My work focuses on the expression of emotional trauma through the examination of memories. I observe the aspects of my own female experience, contemplate my familial tragedies, and grapple with mental illness. Each memory is portrayed in a gesture, wrapped in a smooth skin, and broken apart to reveal the damage.
The human figure allows me to express ideas that are more easily recognizable. The gesture reflects the particular pose I adopted in those moments. Sculpting with clay, my hands literally and figuratively shape and mold my narrative as the piece takes form.
The desire to revisit my memories works as a therapeutic exercise for me. In creating each piece, I emotionally place myself back within that moment, reshaping the details and presenting them to the world in my own image.

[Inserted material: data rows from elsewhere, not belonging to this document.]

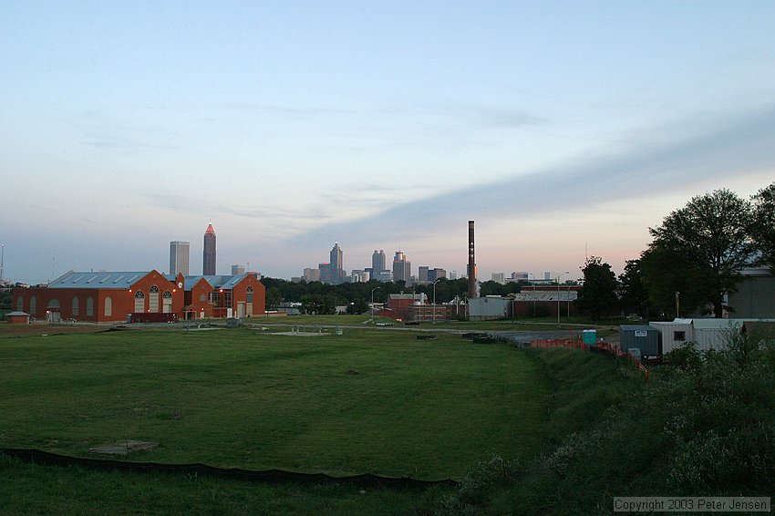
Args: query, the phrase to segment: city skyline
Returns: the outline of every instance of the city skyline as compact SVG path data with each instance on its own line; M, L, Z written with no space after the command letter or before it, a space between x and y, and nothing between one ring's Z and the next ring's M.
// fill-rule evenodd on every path
M210 219L272 277L333 242L464 272L468 220L480 279L621 272L775 177L771 2L44 4L0 33L7 280L164 271Z

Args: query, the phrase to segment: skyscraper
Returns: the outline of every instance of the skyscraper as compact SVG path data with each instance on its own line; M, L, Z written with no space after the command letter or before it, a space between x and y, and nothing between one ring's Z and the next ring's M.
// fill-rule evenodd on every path
M401 251L396 252L396 256L393 258L393 281L394 282L408 282L412 275L412 263Z
M212 229L212 223L207 224L207 231L204 232L202 273L205 276L215 275L215 230Z
M189 275L189 252L191 243L188 242L170 243L170 273L177 275L179 273L184 276Z
M378 274L379 273L385 271L385 251L380 249L379 251L374 250L374 253L371 255L371 270L374 273Z
M335 242L334 247L331 249L331 283L339 284L345 279L345 270L342 266L342 248L339 247L339 243Z

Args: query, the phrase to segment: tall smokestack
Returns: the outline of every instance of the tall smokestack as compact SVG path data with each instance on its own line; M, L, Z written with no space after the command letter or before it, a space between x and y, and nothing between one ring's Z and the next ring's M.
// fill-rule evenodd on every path
M473 221L469 221L469 299L476 297L476 256L473 248Z

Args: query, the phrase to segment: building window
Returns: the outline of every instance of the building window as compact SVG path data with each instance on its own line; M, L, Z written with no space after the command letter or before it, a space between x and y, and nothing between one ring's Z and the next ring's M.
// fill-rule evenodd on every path
M150 294L148 296L148 311L159 312L159 287L156 285L150 287Z
M169 290L164 293L161 302L161 311L165 314L172 313L172 293Z
M135 294L135 314L145 312L145 294L141 290Z

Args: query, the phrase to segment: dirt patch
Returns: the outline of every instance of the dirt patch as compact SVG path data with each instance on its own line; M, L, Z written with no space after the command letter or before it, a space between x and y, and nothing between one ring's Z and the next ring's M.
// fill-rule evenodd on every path
M108 326L101 325L49 325L47 323L33 323L31 325L9 325L0 323L0 338L25 335L55 335L71 334L96 334L108 331Z
M158 442L144 440L127 440L113 444L103 444L88 449L89 453L101 453L103 455L129 455L135 451L146 451L159 446Z

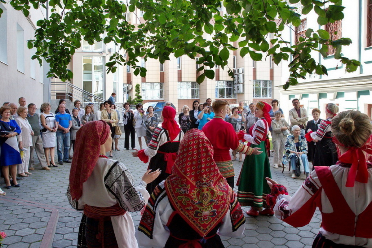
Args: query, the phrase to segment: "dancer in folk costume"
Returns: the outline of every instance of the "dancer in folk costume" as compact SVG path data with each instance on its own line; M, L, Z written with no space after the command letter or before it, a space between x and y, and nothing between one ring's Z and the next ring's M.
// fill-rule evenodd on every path
M136 234L140 245L222 248L219 235L243 234L245 219L213 154L203 132L187 132L173 174L157 186L142 216Z
M372 164L366 157L372 154L369 118L349 110L331 125L339 160L315 167L292 197L285 187L267 178L272 188L267 204L277 217L295 227L308 224L318 207L322 221L313 247L372 247Z
M138 157L144 163L150 163L148 169L161 171L158 177L147 185L146 189L151 193L156 185L165 179L172 173L180 142L183 137L183 132L174 120L176 110L171 106L166 106L161 113L161 127L156 128L148 146L140 151L135 149L133 157Z
M263 102L256 104L254 116L258 120L249 129L248 134L244 135L245 141L251 147L259 147L264 152L256 156L246 156L237 183L238 200L242 206L251 207L247 214L253 216L259 214L272 216L273 213L266 204L266 194L270 189L265 178L271 177L270 163L267 149L270 147L267 137L269 127L271 119L269 112L271 107ZM262 208L266 209L262 211Z
M146 184L160 173L148 171L135 187L125 166L105 156L112 143L110 127L103 120L87 123L77 134L67 196L73 208L84 211L79 247L138 247L128 212L145 205Z
M247 155L258 154L262 153L260 148L252 148L239 143L235 130L231 123L225 121L227 112L227 102L217 100L212 104L215 116L203 127L202 131L213 146L214 160L217 167L227 183L234 189L234 166L230 149Z
M326 106L326 120L320 123L316 132L308 130L305 137L309 142L317 142L312 162L314 166L330 166L338 160L336 146L332 141L331 124L333 117L339 112L339 106L328 103Z

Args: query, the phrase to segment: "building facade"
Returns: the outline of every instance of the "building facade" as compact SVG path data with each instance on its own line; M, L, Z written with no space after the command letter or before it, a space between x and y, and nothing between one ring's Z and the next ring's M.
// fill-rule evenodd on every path
M313 58L328 68L328 75L308 75L306 80L301 81L296 86L290 86L285 91L282 85L279 86L281 107L286 112L293 108L292 99L296 98L307 109L309 115L311 115L312 109L317 108L322 111L321 118L324 118L326 104L333 102L339 105L340 111L357 110L371 117L372 1L344 1L343 5L345 9L343 12L344 18L342 20L320 26L317 21L318 15L312 12L302 16L299 27L292 27L291 29L286 28L283 31L283 38L290 40L291 45L294 45L301 33L304 33L309 28L315 30L326 30L331 37L336 39L341 37L350 38L353 43L349 46L343 46L341 55L360 61L360 66L356 71L348 73L340 60L334 59L334 51L331 48L328 48L326 58L314 52ZM301 9L299 9L298 11L301 13ZM294 32L295 30L298 31L298 34ZM282 84L289 76L286 69L288 65L288 63L283 64Z

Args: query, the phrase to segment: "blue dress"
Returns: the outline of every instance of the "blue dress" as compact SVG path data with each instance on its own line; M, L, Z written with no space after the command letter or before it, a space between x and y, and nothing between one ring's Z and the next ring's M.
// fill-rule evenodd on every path
M21 129L15 121L11 120L9 122L0 120L0 131L13 131L21 133ZM17 141L17 136L11 138L0 137L0 163L2 166L22 164L20 154Z

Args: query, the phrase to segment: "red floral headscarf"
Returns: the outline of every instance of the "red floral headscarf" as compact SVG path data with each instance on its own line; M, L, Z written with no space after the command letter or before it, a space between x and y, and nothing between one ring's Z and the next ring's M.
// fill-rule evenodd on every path
M98 160L101 145L110 134L110 126L102 120L90 121L76 133L74 158L70 170L70 192L73 200L83 193L83 184L88 180Z
M176 110L170 106L166 106L163 109L161 115L164 119L161 127L168 131L170 141L173 141L181 131L181 128L174 120Z
M183 137L179 154L166 179L170 202L193 229L205 237L223 219L232 190L213 160L211 143L200 130Z

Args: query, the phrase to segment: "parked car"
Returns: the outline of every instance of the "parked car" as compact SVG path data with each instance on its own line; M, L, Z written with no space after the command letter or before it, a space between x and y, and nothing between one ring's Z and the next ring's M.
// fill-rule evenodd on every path
M160 115L161 114L161 111L163 111L163 109L164 108L165 103L166 102L148 102L144 104L143 110L146 111L147 110L147 108L148 108L150 106L152 106L154 108L154 112L156 113L158 115L158 116L160 118ZM176 107L174 107L173 103L171 104L171 106L175 110L176 109Z

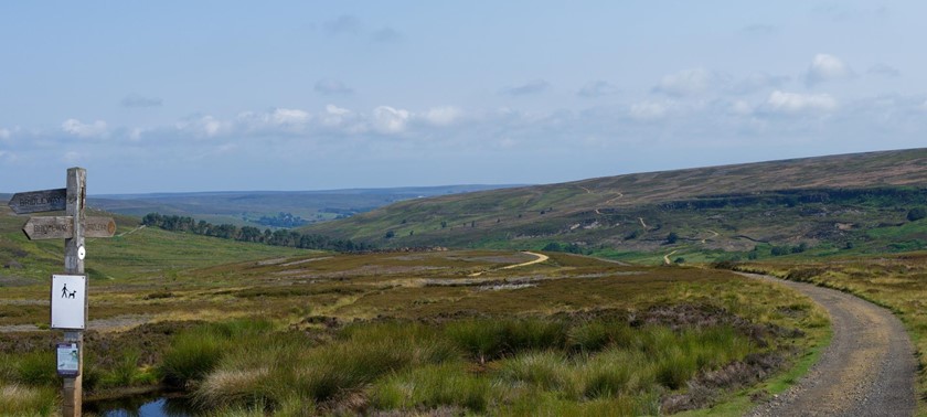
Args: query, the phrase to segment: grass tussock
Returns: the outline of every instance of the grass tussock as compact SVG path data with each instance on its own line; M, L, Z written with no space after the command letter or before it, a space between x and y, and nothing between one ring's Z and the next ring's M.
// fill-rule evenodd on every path
M212 345L217 333L180 334L183 349L173 352L191 351L193 335ZM287 415L299 403L324 413L587 415L610 407L635 415L659 410L661 395L759 350L729 327L543 318L358 323L320 345L269 329L236 341L210 355L207 370L188 373L204 409Z
M57 413L55 389L0 384L0 415L52 416L55 413Z

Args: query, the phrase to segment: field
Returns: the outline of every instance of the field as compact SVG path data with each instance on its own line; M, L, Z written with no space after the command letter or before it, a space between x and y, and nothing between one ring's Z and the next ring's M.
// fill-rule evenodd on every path
M638 173L404 201L305 229L385 247L561 247L652 265L673 252L714 261L801 245L917 250L923 227L905 224L927 206L926 165L927 150L914 149Z
M3 254L22 269L2 272L0 411L49 414L58 335L43 330L45 277L61 246L23 242L22 218L2 218ZM808 299L726 271L339 255L120 223L124 236L87 245L88 399L173 389L215 415L745 410L828 334Z
M813 282L853 293L892 310L907 328L917 349L920 368L927 368L927 254L844 257L828 261L791 258L725 267ZM927 376L923 372L918 375L917 392L920 398L927 395ZM920 411L927 413L923 404Z

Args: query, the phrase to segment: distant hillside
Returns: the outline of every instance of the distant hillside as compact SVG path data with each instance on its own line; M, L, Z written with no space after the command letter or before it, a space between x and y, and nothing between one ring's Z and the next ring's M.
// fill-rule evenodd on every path
M925 204L927 149L914 149L418 199L305 229L386 246L568 248L659 261L673 252L712 259L927 247L906 218Z
M157 212L190 216L214 224L289 227L294 225L294 217L300 217L300 223L326 222L409 199L507 186L515 185L92 195L87 204L137 217Z

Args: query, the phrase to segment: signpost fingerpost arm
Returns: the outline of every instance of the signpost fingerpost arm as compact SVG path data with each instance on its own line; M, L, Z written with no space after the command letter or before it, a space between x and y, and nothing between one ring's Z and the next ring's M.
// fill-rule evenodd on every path
M67 170L67 204L65 211L74 218L72 237L64 240L65 274L84 274L84 203L87 193L87 170L71 168ZM89 285L87 285L89 288ZM87 317L87 299L84 297L84 318ZM76 376L65 376L62 386L62 415L81 416L83 405L84 374L84 331L65 330L64 341L76 343L78 350L78 372Z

This process of recollection allows me to come to terms with many traumatic events.
Born in Goshen, Indiana, Katherine Gaff has graduated from Purdue University Fort Wayne with a BFA in sculpture. After graduation she has gained experience in the realm of production pottery, selling her pottery, and creating a community ceramics studio. Katherine intends on continuing her education into a master’s program, with the goal of becoming a university professor.
While working her first year making production mugs, she also exhibited new work for her residency with Bread and Circus Gallery in Fort Wayne, IN. Katherine is now working as the Studio Manager at a new ceramics facility at The Community Learning Center in Kendallville, IN. Throughout this time, she has exhibited her work locally and regionally, as well as gained experience selling her pottery online and at local craft fairs. She also joined Doug Casebeer and Seth Green while building a gas kiln at Purdue Fort Wayne. All of these experiences have furthered her knowledge and preparation for applying to graduate programs in January of 2023.
Katherine is interested in the human condition. Her work focuses on the expression of emotional trauma through the examination of memories and portrayed in the form of figurative ceramic sculptures. She observes the aspects of her own female experience, contemplates familial tragedies, and grapples with mental illness. Each memory is portrayed in a gesture, wrapped in a smooth skin, and then broken apart to reveal the damage. This work has been shown locally and regionally in galleries such as the Garret Museum of Art, the Wunderkammer Gallery, and the Indianapolis Art Center during the Indiana Clay Conference.